Request the service and style that you deserve and you will help any merchant create a shopping experience where the exceptional can occur and remember when you’re shopping for many presents simple things like a list can really help. I learned a long time ago to create a list and was thrilled when I discovered that there was indeed an app for that called simply “The Christmas List”, I’ve used it for years because it helps to make a few notes. You can assign prices and even make notes. I spend a lot of time interviewing my clients and finding out about their friends and loved ones. The most common mistake that people make is to give a gift that they’d want for themselves. It’s an easy trap to avoid as that usually happens when you’re feeling pressed for time.
Negotiating a large gift list is a bit like planning a dinner party and takes a little bit of visualization. Create the guest list and then look around the table. Everyone there is unique and yet the common thread is the relationship that they have with you. Stop for a moment and give yourself the pleasure of thinking about each person sitting at the table. Who are they? What really means something to them? Imagine your table with a place for each and the present on their plate. Now visualize the delight they are experiencing, the anticipation. Then allow yourself to see what each is opening and mark it down in your notes, even if it’s just a feeling. I discovered over the years that it wasn’t the money spent that purchased the most precious gifts, but the time and feeling behind that purchase. I’m all about the extravagant gesture when it is appropriate, but oftentimes it’s not nearly as meaningful. My customers would spend way more then they needed to on gifts when they were feeling stretched for time and inspiration. Take the time to enjoy the process yourself and you will get as much enjoyment out of the act of giving as they will receiving.

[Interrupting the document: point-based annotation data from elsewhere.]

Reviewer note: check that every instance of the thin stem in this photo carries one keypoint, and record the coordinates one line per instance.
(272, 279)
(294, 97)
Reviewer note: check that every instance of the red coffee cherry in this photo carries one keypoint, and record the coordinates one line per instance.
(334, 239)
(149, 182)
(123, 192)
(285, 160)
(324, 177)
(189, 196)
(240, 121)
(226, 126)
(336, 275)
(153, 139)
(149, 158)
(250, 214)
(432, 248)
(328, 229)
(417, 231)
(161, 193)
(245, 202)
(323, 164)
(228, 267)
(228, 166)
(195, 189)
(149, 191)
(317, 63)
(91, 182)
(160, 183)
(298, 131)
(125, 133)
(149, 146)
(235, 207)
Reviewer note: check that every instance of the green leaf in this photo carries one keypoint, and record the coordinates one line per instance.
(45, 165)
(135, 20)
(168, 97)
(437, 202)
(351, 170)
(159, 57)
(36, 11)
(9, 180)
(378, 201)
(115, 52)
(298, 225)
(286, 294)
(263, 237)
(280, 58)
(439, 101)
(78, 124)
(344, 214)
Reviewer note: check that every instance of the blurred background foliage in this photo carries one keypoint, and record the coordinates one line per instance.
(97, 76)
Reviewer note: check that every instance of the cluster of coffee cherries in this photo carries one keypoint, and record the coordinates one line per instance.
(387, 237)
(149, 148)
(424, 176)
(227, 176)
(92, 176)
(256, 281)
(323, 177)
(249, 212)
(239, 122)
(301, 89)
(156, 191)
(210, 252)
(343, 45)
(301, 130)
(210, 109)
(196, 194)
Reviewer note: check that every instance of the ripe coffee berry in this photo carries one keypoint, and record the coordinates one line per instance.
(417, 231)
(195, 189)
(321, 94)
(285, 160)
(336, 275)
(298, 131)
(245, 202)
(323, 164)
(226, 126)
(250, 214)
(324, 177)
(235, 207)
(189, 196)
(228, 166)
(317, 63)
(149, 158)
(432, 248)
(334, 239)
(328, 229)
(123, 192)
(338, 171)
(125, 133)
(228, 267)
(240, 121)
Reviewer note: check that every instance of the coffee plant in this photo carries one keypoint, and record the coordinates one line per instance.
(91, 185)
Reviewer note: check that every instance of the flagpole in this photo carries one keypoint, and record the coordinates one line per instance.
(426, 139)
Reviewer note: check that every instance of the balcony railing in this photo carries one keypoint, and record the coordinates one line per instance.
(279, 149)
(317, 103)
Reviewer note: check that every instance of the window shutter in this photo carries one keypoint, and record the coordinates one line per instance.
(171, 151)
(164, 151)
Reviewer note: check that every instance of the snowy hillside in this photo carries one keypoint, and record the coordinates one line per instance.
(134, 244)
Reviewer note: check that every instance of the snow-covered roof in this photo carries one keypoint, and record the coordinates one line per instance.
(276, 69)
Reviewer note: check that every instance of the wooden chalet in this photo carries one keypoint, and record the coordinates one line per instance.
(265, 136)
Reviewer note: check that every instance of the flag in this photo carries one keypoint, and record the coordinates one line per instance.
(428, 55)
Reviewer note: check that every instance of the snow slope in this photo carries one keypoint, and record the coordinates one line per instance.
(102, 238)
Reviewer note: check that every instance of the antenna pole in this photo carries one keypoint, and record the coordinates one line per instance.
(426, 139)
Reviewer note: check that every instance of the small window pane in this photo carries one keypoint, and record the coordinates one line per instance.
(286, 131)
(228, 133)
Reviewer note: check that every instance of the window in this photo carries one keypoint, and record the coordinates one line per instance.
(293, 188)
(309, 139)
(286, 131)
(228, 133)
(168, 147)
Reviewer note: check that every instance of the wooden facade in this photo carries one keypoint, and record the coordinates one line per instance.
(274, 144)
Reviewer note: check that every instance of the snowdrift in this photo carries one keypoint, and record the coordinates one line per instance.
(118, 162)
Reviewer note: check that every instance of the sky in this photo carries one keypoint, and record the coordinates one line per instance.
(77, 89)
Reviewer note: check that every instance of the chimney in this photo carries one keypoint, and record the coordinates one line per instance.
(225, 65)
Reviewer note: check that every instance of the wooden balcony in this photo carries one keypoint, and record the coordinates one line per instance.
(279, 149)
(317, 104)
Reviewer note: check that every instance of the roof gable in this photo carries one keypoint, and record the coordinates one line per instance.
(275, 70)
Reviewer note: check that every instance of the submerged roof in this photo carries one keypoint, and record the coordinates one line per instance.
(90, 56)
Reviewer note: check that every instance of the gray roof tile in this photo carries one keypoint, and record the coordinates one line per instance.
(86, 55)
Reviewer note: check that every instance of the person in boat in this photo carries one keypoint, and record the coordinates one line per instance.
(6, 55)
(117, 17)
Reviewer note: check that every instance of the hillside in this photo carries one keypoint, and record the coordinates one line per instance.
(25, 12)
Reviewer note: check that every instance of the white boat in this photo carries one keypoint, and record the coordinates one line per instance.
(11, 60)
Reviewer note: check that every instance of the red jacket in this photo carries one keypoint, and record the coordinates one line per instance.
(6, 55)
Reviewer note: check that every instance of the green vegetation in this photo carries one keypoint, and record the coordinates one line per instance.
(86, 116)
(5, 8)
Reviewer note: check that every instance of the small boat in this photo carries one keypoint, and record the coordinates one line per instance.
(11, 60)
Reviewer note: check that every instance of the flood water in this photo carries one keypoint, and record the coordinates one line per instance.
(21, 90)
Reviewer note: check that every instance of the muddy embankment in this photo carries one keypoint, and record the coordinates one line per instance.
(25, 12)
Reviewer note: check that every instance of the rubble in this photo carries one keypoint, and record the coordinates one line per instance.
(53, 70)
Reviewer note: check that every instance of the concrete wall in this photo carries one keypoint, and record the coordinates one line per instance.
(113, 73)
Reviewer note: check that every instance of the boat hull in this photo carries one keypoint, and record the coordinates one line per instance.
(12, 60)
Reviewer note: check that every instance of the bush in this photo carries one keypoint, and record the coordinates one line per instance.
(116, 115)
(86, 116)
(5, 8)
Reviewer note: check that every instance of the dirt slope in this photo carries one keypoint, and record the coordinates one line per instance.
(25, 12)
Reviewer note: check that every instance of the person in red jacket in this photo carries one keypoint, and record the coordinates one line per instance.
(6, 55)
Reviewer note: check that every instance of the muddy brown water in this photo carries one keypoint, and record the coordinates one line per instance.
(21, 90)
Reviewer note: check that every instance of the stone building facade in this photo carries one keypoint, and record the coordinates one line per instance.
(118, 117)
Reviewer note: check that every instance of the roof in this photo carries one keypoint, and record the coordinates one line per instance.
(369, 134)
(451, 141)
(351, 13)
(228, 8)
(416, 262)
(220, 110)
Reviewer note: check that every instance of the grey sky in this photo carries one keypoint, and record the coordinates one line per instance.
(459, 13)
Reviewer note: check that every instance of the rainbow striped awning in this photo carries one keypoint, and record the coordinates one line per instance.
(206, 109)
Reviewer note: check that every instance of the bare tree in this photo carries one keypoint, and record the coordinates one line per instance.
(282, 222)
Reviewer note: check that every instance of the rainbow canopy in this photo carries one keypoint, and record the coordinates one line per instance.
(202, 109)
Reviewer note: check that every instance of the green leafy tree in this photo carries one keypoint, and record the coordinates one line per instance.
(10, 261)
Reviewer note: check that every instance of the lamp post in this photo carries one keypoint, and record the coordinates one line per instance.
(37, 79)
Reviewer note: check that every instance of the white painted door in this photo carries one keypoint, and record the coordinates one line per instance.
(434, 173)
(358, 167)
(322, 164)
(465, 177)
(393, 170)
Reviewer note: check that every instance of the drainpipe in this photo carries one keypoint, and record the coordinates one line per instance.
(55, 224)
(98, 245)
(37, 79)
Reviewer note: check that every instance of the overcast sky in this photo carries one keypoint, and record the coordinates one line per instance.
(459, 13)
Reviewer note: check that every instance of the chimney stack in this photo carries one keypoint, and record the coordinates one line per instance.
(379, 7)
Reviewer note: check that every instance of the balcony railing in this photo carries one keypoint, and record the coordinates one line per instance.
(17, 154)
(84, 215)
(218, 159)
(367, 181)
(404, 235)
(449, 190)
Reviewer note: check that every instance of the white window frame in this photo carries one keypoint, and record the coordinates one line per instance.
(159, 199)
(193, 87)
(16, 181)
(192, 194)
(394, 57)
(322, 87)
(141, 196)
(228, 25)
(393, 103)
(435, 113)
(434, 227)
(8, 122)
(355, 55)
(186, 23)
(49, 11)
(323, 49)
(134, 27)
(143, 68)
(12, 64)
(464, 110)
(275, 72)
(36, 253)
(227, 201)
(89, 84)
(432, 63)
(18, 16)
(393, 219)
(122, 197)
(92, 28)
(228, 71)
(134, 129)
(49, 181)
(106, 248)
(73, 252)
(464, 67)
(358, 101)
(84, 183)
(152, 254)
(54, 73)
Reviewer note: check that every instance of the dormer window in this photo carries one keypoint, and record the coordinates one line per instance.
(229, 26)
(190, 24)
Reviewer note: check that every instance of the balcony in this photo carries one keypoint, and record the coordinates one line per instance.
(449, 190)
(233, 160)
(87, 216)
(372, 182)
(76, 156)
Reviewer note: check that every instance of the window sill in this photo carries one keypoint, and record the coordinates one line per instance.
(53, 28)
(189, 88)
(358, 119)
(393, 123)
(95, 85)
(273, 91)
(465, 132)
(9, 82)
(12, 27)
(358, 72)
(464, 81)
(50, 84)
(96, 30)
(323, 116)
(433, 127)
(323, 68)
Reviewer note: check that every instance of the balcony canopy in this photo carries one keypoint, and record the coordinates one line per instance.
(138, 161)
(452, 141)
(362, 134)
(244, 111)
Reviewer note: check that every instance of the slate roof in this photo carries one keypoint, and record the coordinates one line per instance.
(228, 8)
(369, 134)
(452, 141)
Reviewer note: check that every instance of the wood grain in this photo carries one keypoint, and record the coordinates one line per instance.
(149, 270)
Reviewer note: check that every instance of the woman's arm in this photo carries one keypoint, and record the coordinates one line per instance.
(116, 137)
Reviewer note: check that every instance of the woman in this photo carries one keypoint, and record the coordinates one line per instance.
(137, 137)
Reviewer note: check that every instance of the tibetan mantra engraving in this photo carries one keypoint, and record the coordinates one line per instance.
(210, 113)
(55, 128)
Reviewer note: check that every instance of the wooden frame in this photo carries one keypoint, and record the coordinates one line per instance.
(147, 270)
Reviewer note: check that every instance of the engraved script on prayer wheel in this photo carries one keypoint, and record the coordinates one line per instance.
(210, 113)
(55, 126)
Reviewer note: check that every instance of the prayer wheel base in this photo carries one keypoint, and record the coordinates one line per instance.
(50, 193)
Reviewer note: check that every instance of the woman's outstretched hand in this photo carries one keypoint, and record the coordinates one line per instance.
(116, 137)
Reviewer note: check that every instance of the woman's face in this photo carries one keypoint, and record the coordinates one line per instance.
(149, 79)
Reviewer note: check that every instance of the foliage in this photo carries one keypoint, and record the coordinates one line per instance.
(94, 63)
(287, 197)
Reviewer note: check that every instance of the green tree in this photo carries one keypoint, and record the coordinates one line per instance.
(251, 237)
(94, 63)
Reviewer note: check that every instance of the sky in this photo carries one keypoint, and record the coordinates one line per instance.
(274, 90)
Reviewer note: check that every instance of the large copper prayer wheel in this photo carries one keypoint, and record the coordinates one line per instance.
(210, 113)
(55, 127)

What’s on my wish list this year? Well, I’m hoping that Santa brings me a set of Annick Goutal “Noel “ Votive candles and a jar of Private Collection Tuberose Gardenia Body Cream. A bottle of Tom Fords delectable Violet Blonde would be just so very lovely and so would Jo Malone’s delicious Roasted Chestnut candle as well as that seductive little boxed “Discovery” set from Kilian with 10 travel sized bottles of his luscious perfume. Last but definitely not least I’m begging Santa to give me the opportunity to sit down someday with Christopher Brosius and have him create a beautiful perfume just for me! I’ve been a good girl this year…really I have, even when I’ve been very very bad! Please, if you see him will you please put in a good word for me?